Canadian government conflates antisemitism with criticism of Israel
By Joel Winter
One day during my teaching career I entered the teacher’s staffroom to find brochures promoting Chapters — a Canadian national bookstore chain. This was during a period when I was protesting every week in front of the Chapters store in Toronto. The owner of Chapters supports the Israeli Defense Force (IDF) through the Lone Soldiers Program. In response to their advertising, I wrote on the flyers, “Boycott Chapters for supporting Israeli apartheid”. This resulted in me being hauled up to the principal’s office for a tongue lashing.
I was upset by the principal’s reaction, since I saw it as a trampling on my rights of free speech and protest. However, such rights could get trampled a lot more if the Canadian government and the Israel lobby get their way.
Like most Western governments, the Canadian government is perpetually trying to appease the Israel lobby – the latest effort being a “handbook of antisemitism,” which by any indication will be a suppression of our rights to protest against Israel. The handbook is being developed by Deborah Lyons, a former ambassador of Canada to Israel and who is known to have cosy relations with Israel and its supporters and has said not a peep about the Everest-sized genocide in Gaza.
Lyons is not creating the handbook out of the blue, but is using the much-maligned definition of antisemitism as set out by the International Holocaust Remembrance Alliance (IHRA). This definition has been panned by many human rights groups, including Human Rights Watch and Amnesty International, for conflating criticism of Israel with antisemitism.
We don’t know exactly what is going to be in the Canadian handbook, but Lyons doesn’t seem at all sympathetic to the Palestinian cause. In fact, from comments that she has made so far, she seems to mix up any criticism of Zionism or the state of Israel with antisemitism. Protesting against the war? Antisemitic. Chanting for freedom? Antisemitic. Want a conversation about Israeli genocide? Antisemitic. Saying the word “intifada”? Antisemitic.
One might be tempted to dismiss all this as hot air and politicking, and surmise that the guidebook will end up forgotten on a dusty shelf like so many other government projects.

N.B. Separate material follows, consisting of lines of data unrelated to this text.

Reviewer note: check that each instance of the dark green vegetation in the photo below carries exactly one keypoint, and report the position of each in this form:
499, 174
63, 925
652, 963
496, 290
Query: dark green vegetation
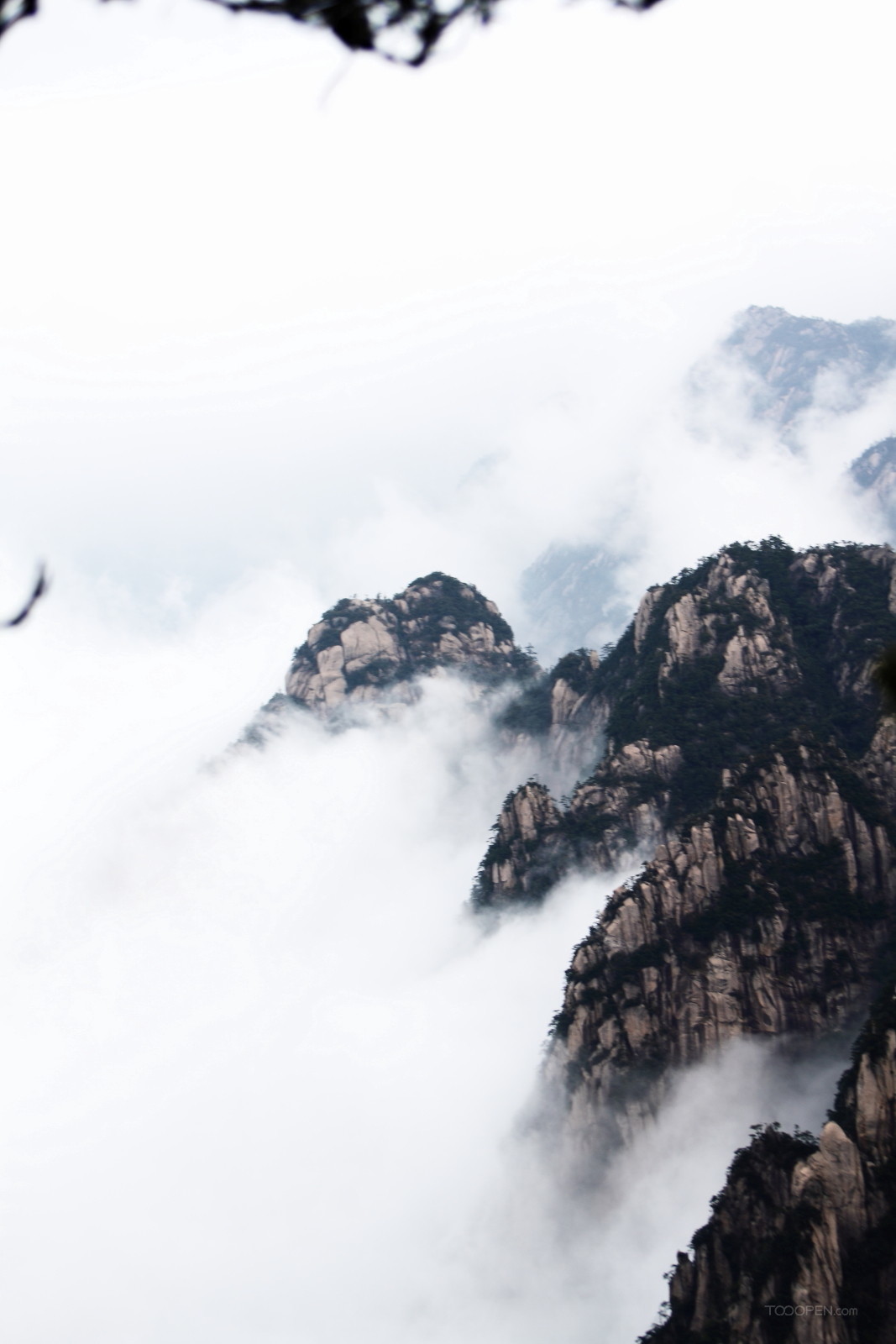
399, 30
429, 609
718, 730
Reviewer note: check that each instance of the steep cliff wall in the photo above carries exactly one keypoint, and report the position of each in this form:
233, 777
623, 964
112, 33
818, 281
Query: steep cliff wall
801, 1245
363, 647
747, 763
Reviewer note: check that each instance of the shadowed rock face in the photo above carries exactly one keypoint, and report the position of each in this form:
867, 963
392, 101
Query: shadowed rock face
747, 763
375, 651
363, 647
801, 1247
792, 358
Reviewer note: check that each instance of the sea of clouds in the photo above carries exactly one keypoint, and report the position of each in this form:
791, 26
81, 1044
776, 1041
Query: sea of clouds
265, 1077
278, 329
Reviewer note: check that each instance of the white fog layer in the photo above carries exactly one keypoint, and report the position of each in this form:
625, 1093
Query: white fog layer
280, 327
264, 1077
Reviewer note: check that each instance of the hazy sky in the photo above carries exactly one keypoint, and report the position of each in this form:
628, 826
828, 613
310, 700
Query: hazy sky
280, 326
269, 304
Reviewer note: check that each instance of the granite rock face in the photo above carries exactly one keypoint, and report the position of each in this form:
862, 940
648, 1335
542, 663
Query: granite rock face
797, 362
362, 648
801, 1245
747, 764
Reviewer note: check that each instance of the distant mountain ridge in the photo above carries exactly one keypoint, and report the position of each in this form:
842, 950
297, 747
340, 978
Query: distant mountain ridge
786, 365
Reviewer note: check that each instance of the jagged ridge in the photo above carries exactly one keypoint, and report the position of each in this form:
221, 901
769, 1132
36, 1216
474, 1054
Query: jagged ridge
743, 757
801, 1245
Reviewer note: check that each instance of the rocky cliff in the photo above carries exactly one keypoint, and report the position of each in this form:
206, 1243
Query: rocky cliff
747, 764
375, 649
362, 647
790, 360
801, 1245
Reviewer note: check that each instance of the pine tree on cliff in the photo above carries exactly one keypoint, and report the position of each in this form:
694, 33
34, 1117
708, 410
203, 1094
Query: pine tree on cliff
405, 31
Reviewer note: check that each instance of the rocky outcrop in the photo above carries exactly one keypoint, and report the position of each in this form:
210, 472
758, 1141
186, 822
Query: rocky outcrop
790, 356
362, 648
801, 1245
746, 761
716, 667
765, 918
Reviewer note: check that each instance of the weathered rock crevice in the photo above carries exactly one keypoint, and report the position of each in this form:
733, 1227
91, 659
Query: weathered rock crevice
801, 1245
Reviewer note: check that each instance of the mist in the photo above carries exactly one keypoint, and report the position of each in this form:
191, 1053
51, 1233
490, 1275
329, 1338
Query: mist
280, 328
266, 1077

But gauging by the strength of the Israel lobby, I wouldn’t count on it.
The danger lies in the possibility of this guidebook becoming a government-mandated resource for public officials, such as my former principal, leading to a slanted definition of antisemitism. Perhaps even this article and those like it could be shut down and fines issued. The next time a student group attempts a protest or encampment they could be immediately stopped. Of course, we are not living in a fascist state (yet), and Canadians do have recourse to the courts if this should happen, but imagine the monumental waste litigating this misguided handbook of propaganda.
Canadians for Justice and Peace in the Middle East (CJPME) has started a petition to get Lyons removed from her job, arguing that she cannot be an objective person to guide the guidebook. To its credit, CJPME isn’t demanding a scrapping of the project, but asking that she be replaced by someone better able to fight antisemitism without promoting racism against Palestinians.
I don’t know about you, but I’m getting tired of the power and ability of the Israeli lobby in Canada to influence policy decisions that negatively affect other minority groups such as Palestinians and their supporters, while not benefitting the rest of Canadians. Antisemitism is as wrong as any other form of discrimination, but it cannot be used a tool to deflect optics about Israel in its treatment of Palestinians.
There is already a viable definition of antisemitism, The Jerusalem Declaration on Antisemitism, created by international scholars working in Antisemitism Studies and related fields. Initially signed by over 200 scholars, it now has around 350 signatories. This definition was a response to the IHRA definition, because they claim it has “caused confusion and generated controversy, hence weakening the fight against antisemitism.” The Jerusalem Declaration draws a clear and reasonable line between discrimination against Jewish people and criticism of the state of Israel.
The principal who called me on the carpet for my stance against Israel did not enquire about the facts behind the boycott or my rationale for protesting. Instead, she avoided discourse and said I shouldn’t have made a negative statement against Israel, though it was certainly within my right to do so. If Deborah Lyons gets her way, rational discourse will be replaced by even more heavy- handed repercussions, and Israel will keep up their indiscriminate killing.
“Joel Winter is a writer, researcher and musician from Toronto”.